By 2030, non-Declaration of Cooperation liquids supply is expected to increase by about 4.1 million b/d to 58.2 b/d, meeting roughly half of expected demand growth, with Brazil, Qatar, the US, Argentina, Canada, and emerging non-DoC African producers driving the increase.

"The latest analysis indicates that US tight crude supply likely peaked in 2025, at just over [9 million b/d], resulting in only modest total US liquids supply growth of [400,000 b/d] until 2030, before a plateau thereafter," the report added.

Non-DoC liquids supply is expected to peak at around 60 million b/d in the 2030s and remain largely flat, averaging 59.6 million b/d by 2050, up 5.5 million b/d from 2025. Canada and Argentina are among the few non-DoC producers expected to continue growing over the long term.

Meanwhile, DoC supply is projected to rise from 50.6 million b/d to 64.5 million b/d by 2050, with its market share rising from 48% to 52%.

Oil demand growth through 2050 is expected to be driven mainly by India, Other Asia, the Middle East, Africa and Latin America, which together are projected to add 25.2 million b/d, with India alone expected to account for 8.1 million b/d.

An addition of about 5.3 million b/d is expected from Other Asia, 4.7 million b/d from the Middle East, 4.3 million b/d from Africa, 2.8 million b/d from Latin America and 1.1 million b/d from China, the report added.

Global primary energy demand is projected to increase by 23% to almost 383 million barrels of oil equivalent per day in 2050 from about 312 million boe/d in 2025, with developing countries and regions led by India, Other Asia, the Middle East, Africa and Latin America being the primary drivers of this growth.

According to OPEC, all primary fuels, except coal, are expected to see demand increase by 2050, with renewable energy sources, including biomass, solar, wind, and hydro, among others, projected to post the strongest combined growth of 51.3 million boe/d.

"Solar and wind account for most of this expansion, driven mainly by declining generation costs and policy support. However, grid constraints and rising integration costs remain the key challenges," the report said.

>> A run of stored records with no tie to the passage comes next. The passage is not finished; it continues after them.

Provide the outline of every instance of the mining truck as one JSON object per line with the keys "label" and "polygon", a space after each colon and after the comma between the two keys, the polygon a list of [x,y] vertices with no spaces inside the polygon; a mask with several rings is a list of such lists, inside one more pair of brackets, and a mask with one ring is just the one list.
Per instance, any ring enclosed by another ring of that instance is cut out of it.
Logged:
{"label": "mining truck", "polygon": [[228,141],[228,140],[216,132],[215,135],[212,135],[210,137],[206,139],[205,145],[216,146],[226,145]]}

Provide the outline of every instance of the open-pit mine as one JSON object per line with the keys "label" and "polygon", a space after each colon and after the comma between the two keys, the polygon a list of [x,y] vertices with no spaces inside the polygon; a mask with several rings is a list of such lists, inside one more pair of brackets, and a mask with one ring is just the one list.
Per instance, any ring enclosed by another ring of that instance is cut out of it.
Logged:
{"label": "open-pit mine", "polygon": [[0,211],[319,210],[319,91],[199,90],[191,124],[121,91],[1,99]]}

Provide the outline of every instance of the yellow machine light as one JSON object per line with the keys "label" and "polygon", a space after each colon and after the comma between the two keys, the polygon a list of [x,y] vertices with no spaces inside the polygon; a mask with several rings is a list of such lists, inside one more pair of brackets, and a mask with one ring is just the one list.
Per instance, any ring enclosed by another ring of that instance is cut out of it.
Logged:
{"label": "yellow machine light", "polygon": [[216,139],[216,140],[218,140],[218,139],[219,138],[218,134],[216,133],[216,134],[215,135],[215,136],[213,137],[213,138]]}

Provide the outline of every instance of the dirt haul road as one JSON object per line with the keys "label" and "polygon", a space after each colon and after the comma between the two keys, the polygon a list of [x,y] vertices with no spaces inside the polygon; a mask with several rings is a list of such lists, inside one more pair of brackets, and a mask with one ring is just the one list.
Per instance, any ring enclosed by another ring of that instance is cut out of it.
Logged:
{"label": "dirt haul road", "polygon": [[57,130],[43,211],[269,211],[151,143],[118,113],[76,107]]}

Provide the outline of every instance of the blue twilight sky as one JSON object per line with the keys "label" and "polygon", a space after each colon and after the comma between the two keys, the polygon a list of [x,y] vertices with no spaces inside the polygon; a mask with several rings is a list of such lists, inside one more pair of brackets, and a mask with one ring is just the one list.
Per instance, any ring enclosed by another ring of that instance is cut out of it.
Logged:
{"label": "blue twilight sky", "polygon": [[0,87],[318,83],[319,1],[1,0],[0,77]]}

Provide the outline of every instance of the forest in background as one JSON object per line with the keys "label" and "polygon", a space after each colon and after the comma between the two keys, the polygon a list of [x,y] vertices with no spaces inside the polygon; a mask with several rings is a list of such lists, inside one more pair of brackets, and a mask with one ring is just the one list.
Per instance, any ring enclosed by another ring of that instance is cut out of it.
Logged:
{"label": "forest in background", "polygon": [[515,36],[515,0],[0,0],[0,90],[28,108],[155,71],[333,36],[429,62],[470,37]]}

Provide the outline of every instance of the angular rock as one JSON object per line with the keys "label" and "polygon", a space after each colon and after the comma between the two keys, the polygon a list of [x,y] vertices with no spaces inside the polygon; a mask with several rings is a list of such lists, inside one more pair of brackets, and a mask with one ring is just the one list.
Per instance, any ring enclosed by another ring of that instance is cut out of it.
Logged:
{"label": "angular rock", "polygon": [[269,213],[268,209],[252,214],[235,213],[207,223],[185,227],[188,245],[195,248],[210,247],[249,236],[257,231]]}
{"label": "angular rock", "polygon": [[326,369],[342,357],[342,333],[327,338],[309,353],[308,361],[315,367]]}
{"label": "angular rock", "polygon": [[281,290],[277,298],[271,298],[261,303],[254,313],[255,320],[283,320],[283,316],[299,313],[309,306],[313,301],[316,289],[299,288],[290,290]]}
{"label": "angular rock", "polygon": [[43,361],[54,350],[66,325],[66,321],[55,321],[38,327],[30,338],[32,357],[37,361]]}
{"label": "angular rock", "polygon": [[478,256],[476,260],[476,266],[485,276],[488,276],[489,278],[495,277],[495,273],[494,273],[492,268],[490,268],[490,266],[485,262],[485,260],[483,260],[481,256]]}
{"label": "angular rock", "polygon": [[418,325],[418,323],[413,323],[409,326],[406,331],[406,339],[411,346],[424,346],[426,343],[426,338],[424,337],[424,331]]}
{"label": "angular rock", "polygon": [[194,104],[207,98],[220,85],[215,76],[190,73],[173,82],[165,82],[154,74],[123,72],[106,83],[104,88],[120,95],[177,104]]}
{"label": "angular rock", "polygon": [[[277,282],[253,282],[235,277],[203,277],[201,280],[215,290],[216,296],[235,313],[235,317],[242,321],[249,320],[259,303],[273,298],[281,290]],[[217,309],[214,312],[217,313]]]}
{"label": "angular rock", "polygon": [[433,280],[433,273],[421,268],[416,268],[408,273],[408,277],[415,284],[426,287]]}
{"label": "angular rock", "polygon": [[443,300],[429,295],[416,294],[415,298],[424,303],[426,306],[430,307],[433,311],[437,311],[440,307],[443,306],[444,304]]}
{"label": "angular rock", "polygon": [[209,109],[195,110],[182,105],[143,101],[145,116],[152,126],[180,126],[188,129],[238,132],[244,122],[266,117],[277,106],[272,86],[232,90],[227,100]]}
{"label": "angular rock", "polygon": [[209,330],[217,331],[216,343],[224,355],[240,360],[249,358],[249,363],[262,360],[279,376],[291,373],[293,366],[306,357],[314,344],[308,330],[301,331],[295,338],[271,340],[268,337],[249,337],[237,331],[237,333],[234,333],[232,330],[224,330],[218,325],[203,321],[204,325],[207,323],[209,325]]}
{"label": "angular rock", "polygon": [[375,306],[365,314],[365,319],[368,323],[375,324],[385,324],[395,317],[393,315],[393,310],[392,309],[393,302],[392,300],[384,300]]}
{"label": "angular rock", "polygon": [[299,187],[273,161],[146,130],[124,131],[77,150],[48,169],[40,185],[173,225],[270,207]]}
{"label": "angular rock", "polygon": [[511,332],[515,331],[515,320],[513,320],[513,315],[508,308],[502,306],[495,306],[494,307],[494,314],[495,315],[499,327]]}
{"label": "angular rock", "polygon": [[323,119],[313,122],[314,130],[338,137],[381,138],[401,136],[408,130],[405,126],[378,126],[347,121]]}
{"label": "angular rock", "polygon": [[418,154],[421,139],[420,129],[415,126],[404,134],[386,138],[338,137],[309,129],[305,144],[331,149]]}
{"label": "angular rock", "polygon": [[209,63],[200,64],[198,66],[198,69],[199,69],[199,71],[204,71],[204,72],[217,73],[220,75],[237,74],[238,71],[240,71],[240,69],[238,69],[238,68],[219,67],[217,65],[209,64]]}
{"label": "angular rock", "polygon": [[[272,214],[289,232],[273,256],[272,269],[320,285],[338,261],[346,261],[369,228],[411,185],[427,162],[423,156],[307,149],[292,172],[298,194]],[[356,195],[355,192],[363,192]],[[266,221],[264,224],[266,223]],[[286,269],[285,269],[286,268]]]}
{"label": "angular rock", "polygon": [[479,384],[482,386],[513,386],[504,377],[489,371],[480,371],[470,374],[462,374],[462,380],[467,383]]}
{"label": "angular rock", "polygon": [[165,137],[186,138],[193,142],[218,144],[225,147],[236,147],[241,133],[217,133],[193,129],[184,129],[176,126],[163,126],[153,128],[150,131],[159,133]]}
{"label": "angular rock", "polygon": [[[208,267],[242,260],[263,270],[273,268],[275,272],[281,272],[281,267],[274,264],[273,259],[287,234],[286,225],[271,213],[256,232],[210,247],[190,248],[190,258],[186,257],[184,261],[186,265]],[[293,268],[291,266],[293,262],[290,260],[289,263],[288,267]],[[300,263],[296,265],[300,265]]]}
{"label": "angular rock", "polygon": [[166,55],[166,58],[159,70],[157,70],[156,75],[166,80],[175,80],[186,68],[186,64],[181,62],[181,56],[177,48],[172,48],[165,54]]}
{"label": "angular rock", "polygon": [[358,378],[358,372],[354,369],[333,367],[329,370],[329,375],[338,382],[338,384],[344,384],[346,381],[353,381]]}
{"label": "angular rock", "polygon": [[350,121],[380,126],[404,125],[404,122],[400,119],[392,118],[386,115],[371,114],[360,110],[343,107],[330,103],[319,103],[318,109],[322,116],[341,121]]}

Oil demand is projected to rise by 18.6 million boe/d to 2050, natural gas by 19.3 million boe/d, and nuclear energy demand by 10.5 million boe/d during the outlook period. Meanwhile, coal demand is projected to decline by 29.3 million boe/d for the duration.

Oil is expected to remain the largest energy source through 2050, accounting for just under 30% of the energy mix. Together, oil and gas are projected to make up about 54%, while renewables are expected to grow from 15% in 2025 to around 26% by 2050.

OPEC projects a total oil investment requirement of $17.7 trillion to meet demand by 2050, with upstream at $14.5 trillion, downstream at $1.9 trillion, and midstream at $1.3 trillion.

Global electricity generation is projected to rise from about 32,000 terawatt-hours in 2025 to 59,500 TWh in 2050, with wind and solar output increasing the most, from around 5,400 TWh to 26,000 TWh over the same period, the report said.